関西風速60m 被災地・京都の真実「1000年の歴史が破壊」
京都市・髙山寺、仁和寺、渡月橋、平野神社…〈台風続発 現場ルポ〉
関西地方を襲った超大型台風21号は、1000年の歴史を誇る京都の文化財にも大きな被害を及ぼした。国宝の「鳥獣人物戯画」で有名な髙山寺(京都市右京区)もその一つ。創立者の明恵(みょうえ)上人の肖像彫刻がある開山堂などが、倒木により損壊したのだ(上写真)。
「樹齢400年の大木や、境内のスギやヒノキなど百数十本の木が倒れました。木の倒れた方向がさまざまなので、竜巻のように渦巻く突風に襲われたのではないかと考えています。参道には重機が入れないため、人力で復旧作業をするしかありません。紅葉シーズンまでには何とかしたいのですが……」(髙山寺の僧侶)

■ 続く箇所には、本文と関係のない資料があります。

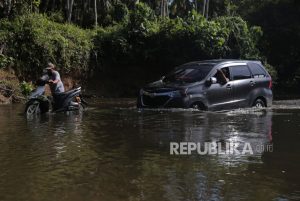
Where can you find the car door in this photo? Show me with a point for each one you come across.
(220, 95)
(243, 85)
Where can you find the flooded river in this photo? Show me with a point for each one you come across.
(115, 152)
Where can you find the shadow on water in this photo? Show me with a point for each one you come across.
(121, 153)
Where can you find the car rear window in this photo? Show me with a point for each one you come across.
(257, 70)
(240, 72)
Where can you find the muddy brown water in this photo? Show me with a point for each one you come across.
(115, 152)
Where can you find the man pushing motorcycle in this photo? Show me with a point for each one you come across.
(54, 80)
(61, 102)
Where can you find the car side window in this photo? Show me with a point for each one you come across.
(257, 70)
(222, 75)
(240, 72)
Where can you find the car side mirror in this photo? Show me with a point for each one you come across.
(211, 81)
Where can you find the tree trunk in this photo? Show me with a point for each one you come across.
(96, 14)
(70, 9)
(207, 9)
(204, 8)
(164, 8)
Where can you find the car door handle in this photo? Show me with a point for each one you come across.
(228, 86)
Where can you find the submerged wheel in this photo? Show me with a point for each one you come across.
(259, 103)
(33, 109)
(198, 106)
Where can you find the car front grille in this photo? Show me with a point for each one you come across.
(155, 101)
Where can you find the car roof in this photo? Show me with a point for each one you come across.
(215, 62)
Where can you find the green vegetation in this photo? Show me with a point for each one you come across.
(125, 44)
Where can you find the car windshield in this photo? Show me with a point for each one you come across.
(189, 73)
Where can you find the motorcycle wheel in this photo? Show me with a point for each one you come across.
(33, 109)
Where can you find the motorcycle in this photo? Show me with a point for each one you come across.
(38, 103)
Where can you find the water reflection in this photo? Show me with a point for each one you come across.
(123, 154)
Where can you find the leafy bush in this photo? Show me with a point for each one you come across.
(36, 40)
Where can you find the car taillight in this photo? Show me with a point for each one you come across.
(270, 84)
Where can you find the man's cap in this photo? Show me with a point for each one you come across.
(50, 66)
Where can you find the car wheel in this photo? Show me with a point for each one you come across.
(259, 103)
(198, 106)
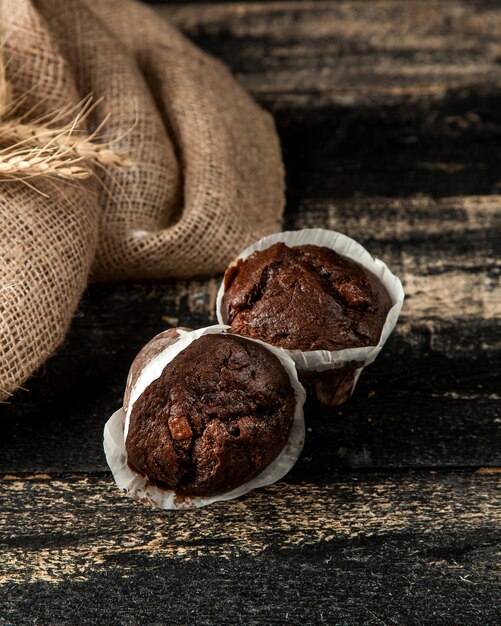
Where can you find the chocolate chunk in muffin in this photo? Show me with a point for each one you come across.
(305, 298)
(220, 413)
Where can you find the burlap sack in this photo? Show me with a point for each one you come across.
(207, 178)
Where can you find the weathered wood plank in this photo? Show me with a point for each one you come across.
(415, 548)
(380, 48)
(431, 399)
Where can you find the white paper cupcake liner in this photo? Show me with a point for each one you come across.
(139, 487)
(322, 360)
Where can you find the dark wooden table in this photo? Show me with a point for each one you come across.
(390, 118)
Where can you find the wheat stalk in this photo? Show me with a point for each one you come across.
(46, 146)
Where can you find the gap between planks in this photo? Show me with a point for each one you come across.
(55, 529)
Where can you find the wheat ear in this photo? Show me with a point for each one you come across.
(48, 147)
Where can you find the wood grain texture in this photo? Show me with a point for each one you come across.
(389, 114)
(350, 49)
(411, 546)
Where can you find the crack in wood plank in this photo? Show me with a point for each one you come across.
(55, 529)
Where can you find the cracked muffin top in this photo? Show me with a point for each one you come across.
(305, 298)
(220, 413)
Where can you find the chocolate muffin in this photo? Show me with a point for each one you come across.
(305, 298)
(220, 413)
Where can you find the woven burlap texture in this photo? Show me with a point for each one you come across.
(207, 178)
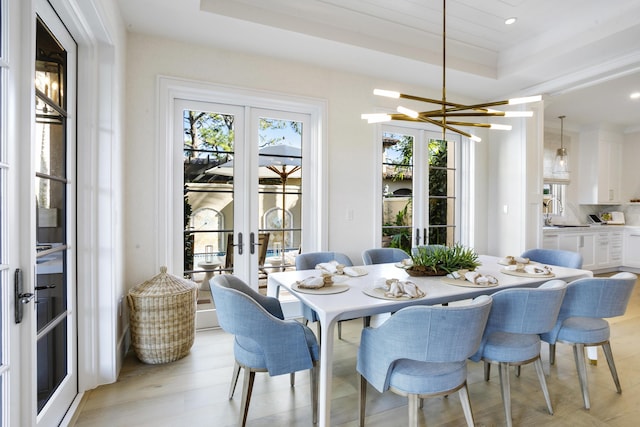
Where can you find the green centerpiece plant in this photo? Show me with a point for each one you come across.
(439, 260)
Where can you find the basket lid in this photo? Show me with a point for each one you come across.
(163, 284)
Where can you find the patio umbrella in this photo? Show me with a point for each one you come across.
(274, 161)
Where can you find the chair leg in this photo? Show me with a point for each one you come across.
(234, 380)
(581, 366)
(314, 391)
(366, 321)
(247, 388)
(363, 399)
(543, 383)
(505, 388)
(466, 405)
(413, 410)
(606, 348)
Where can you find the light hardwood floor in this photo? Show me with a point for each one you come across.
(193, 391)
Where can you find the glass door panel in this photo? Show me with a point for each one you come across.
(441, 192)
(397, 184)
(280, 193)
(208, 157)
(53, 146)
(419, 186)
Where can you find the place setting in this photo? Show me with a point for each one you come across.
(394, 289)
(331, 280)
(524, 267)
(470, 279)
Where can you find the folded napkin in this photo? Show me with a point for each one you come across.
(355, 271)
(394, 288)
(479, 279)
(511, 260)
(530, 269)
(537, 269)
(311, 283)
(333, 267)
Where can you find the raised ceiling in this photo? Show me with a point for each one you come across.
(583, 55)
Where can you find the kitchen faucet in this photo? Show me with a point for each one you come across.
(546, 205)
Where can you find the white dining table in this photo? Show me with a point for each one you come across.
(354, 303)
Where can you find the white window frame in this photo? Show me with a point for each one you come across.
(463, 187)
(169, 161)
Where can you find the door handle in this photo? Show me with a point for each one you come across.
(239, 244)
(21, 297)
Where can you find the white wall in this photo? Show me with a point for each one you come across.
(351, 141)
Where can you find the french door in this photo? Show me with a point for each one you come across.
(51, 325)
(243, 198)
(420, 186)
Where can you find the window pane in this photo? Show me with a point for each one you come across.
(52, 360)
(442, 175)
(208, 153)
(397, 184)
(280, 184)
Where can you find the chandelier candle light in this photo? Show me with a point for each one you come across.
(561, 163)
(447, 110)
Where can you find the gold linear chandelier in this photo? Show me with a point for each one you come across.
(448, 114)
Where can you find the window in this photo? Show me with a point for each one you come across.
(553, 199)
(419, 186)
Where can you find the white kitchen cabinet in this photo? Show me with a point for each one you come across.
(550, 241)
(616, 245)
(600, 167)
(632, 248)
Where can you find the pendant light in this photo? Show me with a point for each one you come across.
(561, 163)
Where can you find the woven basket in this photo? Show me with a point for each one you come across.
(162, 314)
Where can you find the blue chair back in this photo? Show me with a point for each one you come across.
(596, 297)
(527, 310)
(262, 340)
(272, 305)
(554, 257)
(383, 255)
(422, 333)
(309, 260)
(524, 311)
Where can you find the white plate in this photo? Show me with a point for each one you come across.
(524, 273)
(380, 293)
(465, 283)
(325, 290)
(356, 271)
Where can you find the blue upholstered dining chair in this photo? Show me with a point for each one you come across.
(421, 351)
(558, 257)
(264, 342)
(308, 261)
(511, 336)
(383, 255)
(581, 321)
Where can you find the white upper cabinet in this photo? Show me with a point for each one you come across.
(600, 167)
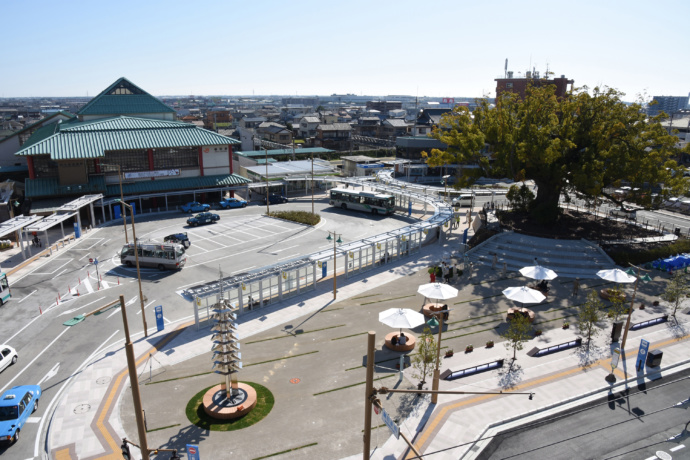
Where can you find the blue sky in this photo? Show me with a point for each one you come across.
(429, 48)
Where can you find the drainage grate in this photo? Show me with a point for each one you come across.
(82, 409)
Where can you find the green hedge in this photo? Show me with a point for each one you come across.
(302, 217)
(644, 255)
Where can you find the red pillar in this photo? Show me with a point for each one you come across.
(30, 163)
(232, 193)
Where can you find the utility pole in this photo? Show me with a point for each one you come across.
(268, 209)
(134, 382)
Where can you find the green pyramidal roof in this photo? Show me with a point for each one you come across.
(75, 139)
(124, 98)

790年頃に創建された平野神社や、真言宗御室派の総本山で世界遺産の仁和寺。桂川にかかる木造の欄干が美しい渡月橋など、他にも京都市内の多くの歴史的建造物が被害を受けた。京都大学教授で日本中世史が専門の上島享(すすむ)氏が語る。
「1000年以上続く古刹(こさつ)のような文化財には希少な素材が使われているため、簡単には修復できません。被害が大きいところでは、復旧までに5年以上の年月がかかるでしょう」
風速60m近い暴風雨は、京都の伝統と歴史を破壊してしまった。